Im Oktober 2008 kam Geanina Scrimiciuc aus Certeju de Sus, einem Dorf in
Rumänien, nach Waldkraiburg im oberbayerischen Landkreis Mühldorf am Inn.
Ein Freund der Familie hatte ihr erzählt, dass es dort Arbeit in einem
Schlachtbetrieb gibt. Diese sei zwar hart, aber gut bezahlt.
Zwischen 1.300 und 1.600 Euro zahlte der Schlachthof im Industriegebiet der
24.000-Einwohner-Stadt monatlich, abhängig von Arbeitsaufkommen,
Überstunden und Nachtschichten. Verglichen mit den Löhnen in ihrem
Heimatland ist das viel Geld. „In Rumänien arbeitest du für umgerechnet 150
Euro im Monat“, sagt Geanina Scrimiciuc, „wenn du Glück hast. Viele finden
nix.“
Die 37-Jährige mit dem kurzen Haar und den Lachfältchen um die Augen sitzt
auf einer riesigen Eckcouch in einem sehr ordentlichen Wohnzimmer, hält
einen Ordner auf dem Schoß und lässt die letzten Jahre Revue passieren. Sie
sieht verloren aus, fast ein bisschen kindlich, in ihrem rotweiß
gemusterten T-Shirt und den Adiletten an den winzigen Füßen, nicht nur weil
das Sofa so groß ist.
## Willkur, Armut, Filz
Sondern auch weil sie die Ungerechtigkeit, die ihr widerfahren ist, kaum
fassen kann. Scrimiciuc wollte Rumänien hinter sich lassen, die Willkür,
den Filz, die Armut, die Bräsigkeit und Schwatzhaftigkeit des Nichtstuns,
wie sie sagt, schlicht: den Mangel an Perspektiven. Also ließ sie ihren
damals sechsjährigen Sohn Daniel bei der Großmutter zurück und zog nach
Waldkraiburg.
Einen Vater, der sich um die Familie hätte kümmern können, gab es nie.
„Kompliziert“, sagt Scrimiciuc. „Der hatte seine eigene Familie.“ Etwa
2.000 Euro hatte sie in Rumänien gespart, noch mal 600 Euro gab ihr die
Mutter dazu. „Das hab ich hier in den ersten drei Monaten kaputt gemacht“,
sagt Scrimiciuc und lacht verlegen.
So lange hat sie warten müssen, bis sie, die Rumänin, eine EU-Bürgerin, für
die die europäische Freizügigkeit auf dem Arbeitsmarkt nicht gilt, eine
befristete Arbeitserlaubnis bekam. „Ich habe nicht geglaubt, dass sich der
Chef im Schlachthof noch an mich erinnert“, berichtet sie. Als er es doch
tat und ihr die Stelle gab, fiel sie ihm vor Freude um den Hals.

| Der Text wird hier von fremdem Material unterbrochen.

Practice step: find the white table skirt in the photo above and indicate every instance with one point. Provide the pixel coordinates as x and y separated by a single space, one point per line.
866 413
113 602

Anfangs war sie eine von sechs Frauen im Schlachthof, mittlerweile arbeiten
dort noch drei. Der Betrieb gehört Vion, einem niederländischen Konzern mit
Sitz in Eindhoven. Scrimiciuc und die anderen Arbeiter waren jedoch nicht
direkt bei Vion beschäftigt, sondern wurden von einem Subunternehmer
eingestellt.
## 700 Schlachtungen pro Tag
Per Werkvertrag schlachtete und verarbeitete die Firma Global Rinder und
Schweine im Auftrag von Vion, rund 700 am Tag, schätzen ehemalige
Mitarbeiter. Die Tiere werden nachts angeliefert und mit Kohlendioxid
betäubt. Danach schneidet ihnen ein Arbeiter mit einem scharfen Messer die
Kehle durch und hängt sie zum Ausbluten an einen Haken. Am Fließband werden
sie dann zerteilt.
Die Arbeitsbedingungen am Band seien extrem, berichten Ehemalige: Jeder
Handgriff müsse schnell gehen, denn die ArbeiterInnen würden pro Stück
bezahlt. Laut sei es in der Halle, weil sich die Schreie der Tiere mit dem
Geräusch der Sägen vermischen.
Und feucht sei es vom Wasserdampf, weil die Tiere zum Häuten abgebrüht
würden, und vom Blut am Boden, das permanent per Hochdruckstrahl in den
Ablauf gespritzt werden müsse. Das alles nahm Geanina Scrimiciuc in Kauf –
für das gute Geld, das sie verdiente, und für die Sicherheit, die sie sich
vom deutschen Rechtssystem für sich und ihren Sohn versprach.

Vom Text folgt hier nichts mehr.